Students living on-campus can choose to represent their residence hall alongside off-campus representatives in ASG's senate, or as a hall representative in the RHA general assembly, a body that focuses more specifically on residence hall life.

In RHA's general assembly, each residence hall will have one representative.

This year is also the first year that general assembly can write legislation that can be passed on to senate, in a process Cochran likens to the United States' two-house Congress.

As ASG's secretary for on-campus affairs, Cochran is excited for this new role for RHA.

"We got big things in the works," she said. "(RHA) is ecstatic."

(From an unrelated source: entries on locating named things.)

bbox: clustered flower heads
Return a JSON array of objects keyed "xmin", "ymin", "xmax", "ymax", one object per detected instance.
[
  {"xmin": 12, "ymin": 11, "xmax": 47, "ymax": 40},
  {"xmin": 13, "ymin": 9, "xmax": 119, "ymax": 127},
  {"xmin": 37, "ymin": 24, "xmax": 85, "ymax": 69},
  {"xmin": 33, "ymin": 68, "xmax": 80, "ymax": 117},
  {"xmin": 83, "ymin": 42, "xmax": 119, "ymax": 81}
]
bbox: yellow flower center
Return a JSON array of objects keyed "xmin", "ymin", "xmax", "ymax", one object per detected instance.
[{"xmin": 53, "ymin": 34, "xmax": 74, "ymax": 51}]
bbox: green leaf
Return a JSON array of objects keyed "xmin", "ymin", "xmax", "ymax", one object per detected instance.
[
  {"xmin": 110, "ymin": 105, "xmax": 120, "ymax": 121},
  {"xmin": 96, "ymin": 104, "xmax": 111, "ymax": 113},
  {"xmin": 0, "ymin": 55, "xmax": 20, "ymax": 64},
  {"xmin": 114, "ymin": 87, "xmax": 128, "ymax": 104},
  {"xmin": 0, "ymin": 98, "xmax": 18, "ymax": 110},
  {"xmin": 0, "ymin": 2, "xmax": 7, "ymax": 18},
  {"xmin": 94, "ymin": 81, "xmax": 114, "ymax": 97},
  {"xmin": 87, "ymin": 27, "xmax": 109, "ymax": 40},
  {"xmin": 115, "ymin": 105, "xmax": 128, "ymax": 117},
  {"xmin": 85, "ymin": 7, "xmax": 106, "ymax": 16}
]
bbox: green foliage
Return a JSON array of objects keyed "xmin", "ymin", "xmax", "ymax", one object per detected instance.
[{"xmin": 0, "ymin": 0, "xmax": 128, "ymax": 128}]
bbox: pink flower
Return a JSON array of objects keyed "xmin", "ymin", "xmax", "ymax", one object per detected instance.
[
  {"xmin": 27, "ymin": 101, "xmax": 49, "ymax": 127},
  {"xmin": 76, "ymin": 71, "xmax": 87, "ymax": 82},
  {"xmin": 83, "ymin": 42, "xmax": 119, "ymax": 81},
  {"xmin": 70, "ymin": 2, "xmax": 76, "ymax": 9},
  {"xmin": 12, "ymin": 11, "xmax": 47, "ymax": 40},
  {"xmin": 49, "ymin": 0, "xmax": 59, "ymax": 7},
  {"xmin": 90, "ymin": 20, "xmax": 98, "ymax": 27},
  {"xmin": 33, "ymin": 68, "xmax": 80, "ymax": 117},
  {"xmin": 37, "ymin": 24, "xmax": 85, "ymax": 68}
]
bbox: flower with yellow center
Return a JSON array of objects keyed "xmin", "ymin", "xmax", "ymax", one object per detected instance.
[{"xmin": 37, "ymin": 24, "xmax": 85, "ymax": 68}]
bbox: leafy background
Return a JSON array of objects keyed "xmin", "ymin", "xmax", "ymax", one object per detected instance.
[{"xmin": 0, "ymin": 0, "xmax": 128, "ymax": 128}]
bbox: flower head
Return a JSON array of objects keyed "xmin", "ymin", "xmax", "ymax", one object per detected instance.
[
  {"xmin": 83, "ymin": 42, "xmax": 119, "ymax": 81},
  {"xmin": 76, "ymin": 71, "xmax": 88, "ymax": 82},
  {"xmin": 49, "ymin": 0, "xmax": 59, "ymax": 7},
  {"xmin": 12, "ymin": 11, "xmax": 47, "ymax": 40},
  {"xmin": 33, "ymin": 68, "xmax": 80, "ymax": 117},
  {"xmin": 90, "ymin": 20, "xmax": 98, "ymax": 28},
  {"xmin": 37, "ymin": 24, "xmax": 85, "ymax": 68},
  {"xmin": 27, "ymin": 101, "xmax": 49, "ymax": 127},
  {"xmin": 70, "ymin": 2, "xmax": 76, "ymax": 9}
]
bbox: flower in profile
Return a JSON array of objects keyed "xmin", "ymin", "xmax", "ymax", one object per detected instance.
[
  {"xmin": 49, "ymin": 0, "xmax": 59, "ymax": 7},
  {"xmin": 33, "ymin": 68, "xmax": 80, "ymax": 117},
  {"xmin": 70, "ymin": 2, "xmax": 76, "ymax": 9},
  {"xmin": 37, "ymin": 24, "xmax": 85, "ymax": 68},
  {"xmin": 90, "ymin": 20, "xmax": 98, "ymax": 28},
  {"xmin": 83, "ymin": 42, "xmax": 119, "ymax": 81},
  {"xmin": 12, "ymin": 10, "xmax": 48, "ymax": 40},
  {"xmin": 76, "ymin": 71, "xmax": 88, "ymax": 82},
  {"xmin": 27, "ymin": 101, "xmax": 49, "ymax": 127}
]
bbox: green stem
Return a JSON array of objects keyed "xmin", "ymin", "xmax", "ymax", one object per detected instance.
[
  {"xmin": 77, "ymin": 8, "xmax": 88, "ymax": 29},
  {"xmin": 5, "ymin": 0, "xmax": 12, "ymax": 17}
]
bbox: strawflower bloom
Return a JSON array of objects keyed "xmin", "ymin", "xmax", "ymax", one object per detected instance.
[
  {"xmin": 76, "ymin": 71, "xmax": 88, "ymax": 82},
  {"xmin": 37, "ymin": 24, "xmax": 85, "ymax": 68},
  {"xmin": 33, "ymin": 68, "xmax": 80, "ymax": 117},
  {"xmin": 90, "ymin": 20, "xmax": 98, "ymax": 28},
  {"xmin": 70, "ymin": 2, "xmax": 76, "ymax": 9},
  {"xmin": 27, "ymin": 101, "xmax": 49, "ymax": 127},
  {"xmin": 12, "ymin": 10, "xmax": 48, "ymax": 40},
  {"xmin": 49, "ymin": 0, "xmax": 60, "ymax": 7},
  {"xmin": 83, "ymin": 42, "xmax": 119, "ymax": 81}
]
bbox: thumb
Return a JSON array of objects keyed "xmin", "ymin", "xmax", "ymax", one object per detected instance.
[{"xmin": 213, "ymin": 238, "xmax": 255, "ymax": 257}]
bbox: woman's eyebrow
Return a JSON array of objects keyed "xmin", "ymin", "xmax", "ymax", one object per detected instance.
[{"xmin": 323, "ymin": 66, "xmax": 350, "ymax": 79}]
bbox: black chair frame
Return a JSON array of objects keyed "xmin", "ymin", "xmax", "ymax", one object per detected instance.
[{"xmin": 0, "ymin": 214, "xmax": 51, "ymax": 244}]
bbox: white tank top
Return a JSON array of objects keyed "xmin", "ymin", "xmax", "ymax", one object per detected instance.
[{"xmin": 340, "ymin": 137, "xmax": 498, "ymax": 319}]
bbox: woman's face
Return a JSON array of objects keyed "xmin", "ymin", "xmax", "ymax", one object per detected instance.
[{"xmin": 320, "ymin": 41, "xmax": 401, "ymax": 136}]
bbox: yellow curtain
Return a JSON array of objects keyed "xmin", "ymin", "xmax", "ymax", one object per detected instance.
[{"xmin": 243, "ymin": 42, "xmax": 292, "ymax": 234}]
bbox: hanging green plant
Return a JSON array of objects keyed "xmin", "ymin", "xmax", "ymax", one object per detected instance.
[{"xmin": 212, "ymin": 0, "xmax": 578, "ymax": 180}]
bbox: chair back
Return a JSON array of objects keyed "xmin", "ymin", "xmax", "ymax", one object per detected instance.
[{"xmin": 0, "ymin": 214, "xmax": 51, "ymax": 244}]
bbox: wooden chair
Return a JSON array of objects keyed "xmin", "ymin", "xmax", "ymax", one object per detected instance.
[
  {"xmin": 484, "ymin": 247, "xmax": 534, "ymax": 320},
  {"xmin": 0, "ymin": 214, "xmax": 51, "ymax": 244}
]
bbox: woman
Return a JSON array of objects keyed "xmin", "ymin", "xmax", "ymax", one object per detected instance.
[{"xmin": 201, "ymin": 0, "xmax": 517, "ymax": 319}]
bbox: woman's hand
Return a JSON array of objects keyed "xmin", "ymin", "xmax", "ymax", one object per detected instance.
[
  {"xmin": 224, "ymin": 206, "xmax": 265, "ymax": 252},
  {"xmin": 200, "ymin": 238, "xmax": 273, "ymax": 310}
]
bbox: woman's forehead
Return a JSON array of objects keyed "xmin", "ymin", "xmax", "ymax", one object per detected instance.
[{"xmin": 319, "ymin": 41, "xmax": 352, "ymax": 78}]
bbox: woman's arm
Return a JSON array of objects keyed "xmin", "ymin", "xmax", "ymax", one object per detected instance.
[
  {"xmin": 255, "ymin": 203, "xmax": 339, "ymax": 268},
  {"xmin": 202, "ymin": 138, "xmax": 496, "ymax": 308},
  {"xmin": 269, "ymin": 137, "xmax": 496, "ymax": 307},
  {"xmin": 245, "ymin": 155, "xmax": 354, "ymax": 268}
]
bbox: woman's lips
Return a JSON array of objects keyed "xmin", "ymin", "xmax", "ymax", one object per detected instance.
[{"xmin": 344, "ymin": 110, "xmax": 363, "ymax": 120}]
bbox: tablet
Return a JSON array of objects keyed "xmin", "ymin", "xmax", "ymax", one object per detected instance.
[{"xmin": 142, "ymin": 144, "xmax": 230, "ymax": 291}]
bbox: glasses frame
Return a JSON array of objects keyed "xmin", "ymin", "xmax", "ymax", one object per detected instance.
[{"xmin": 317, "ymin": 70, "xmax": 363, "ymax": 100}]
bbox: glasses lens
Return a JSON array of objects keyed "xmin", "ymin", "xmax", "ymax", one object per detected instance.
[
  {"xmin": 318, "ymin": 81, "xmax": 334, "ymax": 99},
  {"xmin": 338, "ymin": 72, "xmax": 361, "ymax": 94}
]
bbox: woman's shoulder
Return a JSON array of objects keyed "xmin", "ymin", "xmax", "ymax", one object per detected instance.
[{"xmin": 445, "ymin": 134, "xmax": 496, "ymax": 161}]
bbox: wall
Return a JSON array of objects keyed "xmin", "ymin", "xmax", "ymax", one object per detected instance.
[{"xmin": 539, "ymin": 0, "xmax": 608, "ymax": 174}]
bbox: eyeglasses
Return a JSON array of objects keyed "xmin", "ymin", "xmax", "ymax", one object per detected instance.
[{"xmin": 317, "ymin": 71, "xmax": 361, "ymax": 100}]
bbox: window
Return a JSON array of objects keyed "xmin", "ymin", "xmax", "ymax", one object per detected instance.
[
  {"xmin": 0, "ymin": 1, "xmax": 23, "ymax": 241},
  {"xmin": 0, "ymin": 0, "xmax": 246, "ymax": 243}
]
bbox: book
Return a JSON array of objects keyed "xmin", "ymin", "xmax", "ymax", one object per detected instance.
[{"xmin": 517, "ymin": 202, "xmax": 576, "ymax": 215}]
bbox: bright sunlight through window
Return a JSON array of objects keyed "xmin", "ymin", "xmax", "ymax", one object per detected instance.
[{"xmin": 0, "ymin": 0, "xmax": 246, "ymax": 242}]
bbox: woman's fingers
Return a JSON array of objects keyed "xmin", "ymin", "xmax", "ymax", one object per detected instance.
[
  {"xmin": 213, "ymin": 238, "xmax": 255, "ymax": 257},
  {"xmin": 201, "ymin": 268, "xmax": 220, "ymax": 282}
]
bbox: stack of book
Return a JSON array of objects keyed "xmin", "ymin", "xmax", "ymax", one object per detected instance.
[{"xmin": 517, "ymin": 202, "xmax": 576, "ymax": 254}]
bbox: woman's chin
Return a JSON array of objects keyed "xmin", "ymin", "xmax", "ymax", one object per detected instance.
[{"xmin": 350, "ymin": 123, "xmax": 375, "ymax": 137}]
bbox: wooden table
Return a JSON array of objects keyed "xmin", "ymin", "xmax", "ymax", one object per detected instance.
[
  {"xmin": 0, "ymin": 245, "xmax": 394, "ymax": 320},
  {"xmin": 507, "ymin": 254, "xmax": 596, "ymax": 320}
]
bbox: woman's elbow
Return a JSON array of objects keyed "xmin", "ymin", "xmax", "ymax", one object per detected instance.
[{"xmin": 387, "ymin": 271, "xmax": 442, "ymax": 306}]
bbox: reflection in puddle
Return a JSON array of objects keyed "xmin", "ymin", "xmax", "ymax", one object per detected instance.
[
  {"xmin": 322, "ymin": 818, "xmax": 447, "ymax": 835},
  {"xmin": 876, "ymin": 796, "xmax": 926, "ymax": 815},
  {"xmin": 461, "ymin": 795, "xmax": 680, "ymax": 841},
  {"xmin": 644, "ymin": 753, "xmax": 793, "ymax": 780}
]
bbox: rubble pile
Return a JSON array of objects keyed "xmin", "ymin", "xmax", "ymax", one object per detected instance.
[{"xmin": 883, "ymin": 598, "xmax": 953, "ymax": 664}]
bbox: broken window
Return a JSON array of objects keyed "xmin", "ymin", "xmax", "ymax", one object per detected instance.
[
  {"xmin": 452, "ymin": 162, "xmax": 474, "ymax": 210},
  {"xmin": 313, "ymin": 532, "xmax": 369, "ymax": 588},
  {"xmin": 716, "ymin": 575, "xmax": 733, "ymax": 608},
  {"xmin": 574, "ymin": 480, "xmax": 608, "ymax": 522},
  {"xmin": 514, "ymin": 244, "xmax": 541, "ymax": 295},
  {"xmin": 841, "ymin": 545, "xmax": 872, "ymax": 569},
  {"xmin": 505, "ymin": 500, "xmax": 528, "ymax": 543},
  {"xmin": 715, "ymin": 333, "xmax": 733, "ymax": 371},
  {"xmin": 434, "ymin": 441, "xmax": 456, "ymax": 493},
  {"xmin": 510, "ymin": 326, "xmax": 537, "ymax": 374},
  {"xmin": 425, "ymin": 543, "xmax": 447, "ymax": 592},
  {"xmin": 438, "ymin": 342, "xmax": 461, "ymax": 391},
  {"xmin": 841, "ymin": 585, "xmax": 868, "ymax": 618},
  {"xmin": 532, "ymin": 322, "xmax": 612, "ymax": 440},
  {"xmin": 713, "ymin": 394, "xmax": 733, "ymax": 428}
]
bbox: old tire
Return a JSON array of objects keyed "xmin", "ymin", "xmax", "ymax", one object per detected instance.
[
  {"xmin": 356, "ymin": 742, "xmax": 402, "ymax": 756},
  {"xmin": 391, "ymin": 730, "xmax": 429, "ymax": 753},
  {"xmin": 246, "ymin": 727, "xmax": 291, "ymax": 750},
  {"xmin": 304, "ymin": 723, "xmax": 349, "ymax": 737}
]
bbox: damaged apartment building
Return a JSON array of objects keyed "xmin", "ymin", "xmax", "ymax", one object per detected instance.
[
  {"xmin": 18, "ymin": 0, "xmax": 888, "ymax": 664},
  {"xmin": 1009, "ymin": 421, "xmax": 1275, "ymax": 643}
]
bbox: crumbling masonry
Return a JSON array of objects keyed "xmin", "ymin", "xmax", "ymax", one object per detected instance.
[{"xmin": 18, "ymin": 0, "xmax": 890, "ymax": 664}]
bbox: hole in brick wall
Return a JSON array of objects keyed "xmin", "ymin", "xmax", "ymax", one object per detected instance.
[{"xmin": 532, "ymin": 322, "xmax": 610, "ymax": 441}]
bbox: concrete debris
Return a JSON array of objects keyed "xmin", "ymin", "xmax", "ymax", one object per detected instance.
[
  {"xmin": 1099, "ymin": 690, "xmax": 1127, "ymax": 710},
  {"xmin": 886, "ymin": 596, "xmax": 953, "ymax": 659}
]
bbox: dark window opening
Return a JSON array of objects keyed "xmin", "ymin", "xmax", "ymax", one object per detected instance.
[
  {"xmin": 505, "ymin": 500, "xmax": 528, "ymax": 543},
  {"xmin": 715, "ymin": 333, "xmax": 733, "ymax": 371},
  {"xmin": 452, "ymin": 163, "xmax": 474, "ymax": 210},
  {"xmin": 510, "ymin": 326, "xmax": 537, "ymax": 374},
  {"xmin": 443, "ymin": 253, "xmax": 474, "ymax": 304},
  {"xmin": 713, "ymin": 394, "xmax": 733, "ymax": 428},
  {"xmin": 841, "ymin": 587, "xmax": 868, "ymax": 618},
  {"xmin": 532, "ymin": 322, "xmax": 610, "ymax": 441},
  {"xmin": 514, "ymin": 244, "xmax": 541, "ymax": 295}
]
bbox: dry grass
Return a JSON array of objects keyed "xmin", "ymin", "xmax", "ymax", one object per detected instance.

Beginning Friday, when all the senators are elected, new senators will undergo senator training-a revamped two-day program that will replace the old "ropes course" that didn't get the job done, according to Harrell.

The program is intended to give new senators a better idea of how ASG works before they begin working for Miami's students.

"We're hoping to make new senator training more effective," Harrell said. "Before a lot of people didn't take it seriously and show up, so hopefully this will change that."

Specifically, Harrell said the 49 new senators will go through a workshop on how to draft legislation. Several committee chairs will meet Saturday with new senators in order to assign them to specifics sub-committees.

Harrell thinks this is the perfect beginning to a new year for ASG.

"We're gonna have a full senate," he said. "I think it's gonna be a good year."